Me?  I believe in the power of the fragment as interpretive memory.  I guess Im just Old Skool that way.


Christopher Pelley,  Piranesi  oil/canvas   75cm x 90cm


Christopher Pelley,  Antinoo (beloved)  oil/canvas  75cm x 90cm

Christopher Pelley,  Toga  oil/canvas  55cm x 50cm

Wednesday, January 7, 2015

Learning from Lei Feng


Lei Feng (1940-1962) was a soldier in the Peoples Liberation Army, who, post-mortem, was singled out and promoted as a role model by no less than Mao Zedong himself.  His near mythic acts of selflessness (he darned his comrades' socks!  he sewed quilts for others!  he hauled heavy loads of manure!) earned him a feast day on the Chinese calendar.   March 5 is now known as Learn From Lei Feng Day.  The 5 months I was in Beijing, I learned that just about every one has a strong feeling about Lei Feng.  He is seen as either the uncomplaining young man who helped old ladies cross the street, or as a propaganda tool minted for the darkest times of recent Chinese history - the Cultural Revolution.  His cult has been revived in part to combat the excessive selfishness that has emerged with the get rich at any cost mentality.  Like any myth or legend, I believe he falls somewhere in between.

And like any myth or legend, there is an accumulation of imagery that is available to explore.  Inexplicably there are photos of Lei Feng worthy of a Hollywood studio.  High wattage light drenching the scene with hard cast shadows replaced earlier, humbler depictions of his actions.  But it is his cherubic face with his eyes gazing straight out that I zeroed in on.

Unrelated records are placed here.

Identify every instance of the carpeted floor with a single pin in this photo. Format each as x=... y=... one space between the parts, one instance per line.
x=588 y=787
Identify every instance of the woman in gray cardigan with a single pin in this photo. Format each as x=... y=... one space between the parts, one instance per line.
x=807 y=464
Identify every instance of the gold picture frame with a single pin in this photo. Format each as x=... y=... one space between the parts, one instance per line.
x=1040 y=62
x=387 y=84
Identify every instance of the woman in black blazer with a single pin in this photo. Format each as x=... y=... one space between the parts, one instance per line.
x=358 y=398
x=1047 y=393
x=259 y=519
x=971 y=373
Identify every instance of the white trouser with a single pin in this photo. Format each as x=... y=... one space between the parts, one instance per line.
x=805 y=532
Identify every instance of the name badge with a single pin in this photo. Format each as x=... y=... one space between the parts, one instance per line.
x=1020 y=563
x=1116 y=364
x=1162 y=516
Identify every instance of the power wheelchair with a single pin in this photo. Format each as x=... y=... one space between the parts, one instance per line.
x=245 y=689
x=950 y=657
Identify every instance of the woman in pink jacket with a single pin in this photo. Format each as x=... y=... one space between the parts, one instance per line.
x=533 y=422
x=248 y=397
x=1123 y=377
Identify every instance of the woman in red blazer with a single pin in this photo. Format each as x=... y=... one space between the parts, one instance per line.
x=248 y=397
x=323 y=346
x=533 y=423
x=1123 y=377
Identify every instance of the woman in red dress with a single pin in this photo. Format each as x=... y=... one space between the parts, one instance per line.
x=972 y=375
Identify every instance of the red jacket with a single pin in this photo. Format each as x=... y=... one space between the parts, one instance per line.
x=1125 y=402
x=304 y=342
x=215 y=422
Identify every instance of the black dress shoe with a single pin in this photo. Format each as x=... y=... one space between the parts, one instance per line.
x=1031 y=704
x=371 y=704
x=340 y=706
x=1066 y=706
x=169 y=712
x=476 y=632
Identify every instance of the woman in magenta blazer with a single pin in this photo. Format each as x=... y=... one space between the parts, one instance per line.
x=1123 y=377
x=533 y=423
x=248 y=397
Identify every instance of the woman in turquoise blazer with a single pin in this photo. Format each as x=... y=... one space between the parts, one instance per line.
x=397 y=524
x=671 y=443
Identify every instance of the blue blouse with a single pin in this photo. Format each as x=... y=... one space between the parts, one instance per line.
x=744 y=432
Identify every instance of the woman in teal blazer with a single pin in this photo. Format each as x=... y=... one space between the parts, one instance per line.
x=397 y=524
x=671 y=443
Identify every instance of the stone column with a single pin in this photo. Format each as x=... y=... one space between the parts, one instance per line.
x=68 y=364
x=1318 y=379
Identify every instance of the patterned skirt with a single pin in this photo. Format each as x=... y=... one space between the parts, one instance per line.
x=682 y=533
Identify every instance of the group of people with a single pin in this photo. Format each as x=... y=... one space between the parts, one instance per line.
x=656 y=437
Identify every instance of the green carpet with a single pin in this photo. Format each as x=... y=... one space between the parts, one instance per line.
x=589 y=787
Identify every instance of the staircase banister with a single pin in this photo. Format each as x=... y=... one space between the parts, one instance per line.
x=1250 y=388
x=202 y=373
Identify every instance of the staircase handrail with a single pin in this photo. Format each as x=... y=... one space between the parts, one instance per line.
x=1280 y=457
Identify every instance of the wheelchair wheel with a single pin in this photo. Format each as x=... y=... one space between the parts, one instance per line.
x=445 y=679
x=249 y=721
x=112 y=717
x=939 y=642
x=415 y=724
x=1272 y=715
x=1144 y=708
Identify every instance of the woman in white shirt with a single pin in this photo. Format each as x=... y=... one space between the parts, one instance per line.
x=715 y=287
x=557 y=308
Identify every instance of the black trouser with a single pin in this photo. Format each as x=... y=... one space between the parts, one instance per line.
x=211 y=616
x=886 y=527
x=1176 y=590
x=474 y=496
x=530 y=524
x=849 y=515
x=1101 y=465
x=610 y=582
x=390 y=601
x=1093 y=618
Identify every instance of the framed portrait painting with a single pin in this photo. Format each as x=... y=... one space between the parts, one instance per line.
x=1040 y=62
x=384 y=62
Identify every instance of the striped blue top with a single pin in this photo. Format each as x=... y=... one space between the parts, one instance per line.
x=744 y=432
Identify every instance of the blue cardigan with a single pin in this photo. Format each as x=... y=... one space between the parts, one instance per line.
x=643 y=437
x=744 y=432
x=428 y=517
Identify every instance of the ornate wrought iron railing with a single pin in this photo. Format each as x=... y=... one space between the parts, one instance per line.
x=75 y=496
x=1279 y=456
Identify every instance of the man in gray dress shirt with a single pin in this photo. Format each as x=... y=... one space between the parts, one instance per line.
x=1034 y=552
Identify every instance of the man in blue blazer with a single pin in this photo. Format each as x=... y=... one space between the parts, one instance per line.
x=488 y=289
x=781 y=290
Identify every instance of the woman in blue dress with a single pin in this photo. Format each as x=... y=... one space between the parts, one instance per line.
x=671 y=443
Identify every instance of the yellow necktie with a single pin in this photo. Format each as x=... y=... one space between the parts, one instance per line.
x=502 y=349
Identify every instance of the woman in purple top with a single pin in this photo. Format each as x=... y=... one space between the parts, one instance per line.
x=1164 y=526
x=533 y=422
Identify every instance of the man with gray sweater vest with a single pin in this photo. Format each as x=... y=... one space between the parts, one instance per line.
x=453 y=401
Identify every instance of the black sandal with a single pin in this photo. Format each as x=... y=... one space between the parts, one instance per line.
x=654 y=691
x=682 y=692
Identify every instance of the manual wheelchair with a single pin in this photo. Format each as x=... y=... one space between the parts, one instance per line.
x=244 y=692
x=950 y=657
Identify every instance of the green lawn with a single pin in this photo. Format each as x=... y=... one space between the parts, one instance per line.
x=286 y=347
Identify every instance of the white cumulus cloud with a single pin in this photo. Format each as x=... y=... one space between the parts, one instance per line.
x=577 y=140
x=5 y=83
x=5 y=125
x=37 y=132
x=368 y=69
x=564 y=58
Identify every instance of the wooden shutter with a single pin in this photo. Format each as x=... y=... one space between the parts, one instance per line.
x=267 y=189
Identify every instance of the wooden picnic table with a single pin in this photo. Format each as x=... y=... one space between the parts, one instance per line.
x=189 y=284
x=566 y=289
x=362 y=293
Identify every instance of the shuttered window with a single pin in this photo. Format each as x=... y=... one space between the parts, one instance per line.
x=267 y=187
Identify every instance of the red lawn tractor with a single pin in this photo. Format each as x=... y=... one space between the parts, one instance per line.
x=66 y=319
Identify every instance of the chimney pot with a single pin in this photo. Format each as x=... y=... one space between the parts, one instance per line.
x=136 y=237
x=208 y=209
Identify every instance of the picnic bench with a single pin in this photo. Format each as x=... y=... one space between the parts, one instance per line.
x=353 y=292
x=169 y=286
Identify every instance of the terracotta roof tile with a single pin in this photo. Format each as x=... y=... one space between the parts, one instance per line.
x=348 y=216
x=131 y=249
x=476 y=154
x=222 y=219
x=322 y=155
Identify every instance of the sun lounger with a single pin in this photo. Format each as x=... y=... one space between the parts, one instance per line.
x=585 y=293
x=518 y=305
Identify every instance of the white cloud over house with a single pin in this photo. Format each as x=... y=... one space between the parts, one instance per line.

The China of Lei Feng has changed beyond recognition; the analog has been superseded by the digital.  Thrift is ignored as consumerism is encouraged.  In the village of Shangyuan, about 30km  north of Beijing, I installed a hand painted lo-rez image of Lei Feng.  Each 'pixel' is a 4cm x 4cm square of painted paper. Confusing up close, Lei Feng is only seen from a distance.

Christopher Pelley,  Lei Feng From a Distance   2014

Everything is made in China and in quantities beyond comprehension, feeding the world's appetite for cheap goods and the domestic consumption of 1.4 billion people.  Who mends  a pair of socks today? This lo-rez image of Lei Feng was made from over 600 pairs.

Christopher Pelley,  He Darned His Comrades' Socks   2014
The propaganda department during the years of the Cultural Revolution wove the narrative of this fine young soldier's devotion to the welfare of others with his devotion to the words of Mao.  It was these years that saw the Great Leap Forward result in the deaths of millions of peasants as their farm implements were melted to satisfy iron production quotas set by the central government.  I began painting the image of Lei Feng on shovels.  When asked by a visiting guest if these works were political, I could only reply that all works and all decisions are in some way political.....

Christopher Pelley,  Shoveling Dung  2014

Every good hero dies at the end of the story.  Lei Feng was killed at age 22 when, while directing a fellow soldier backing up a truck, a telephone pole was struck and fell on our comrade.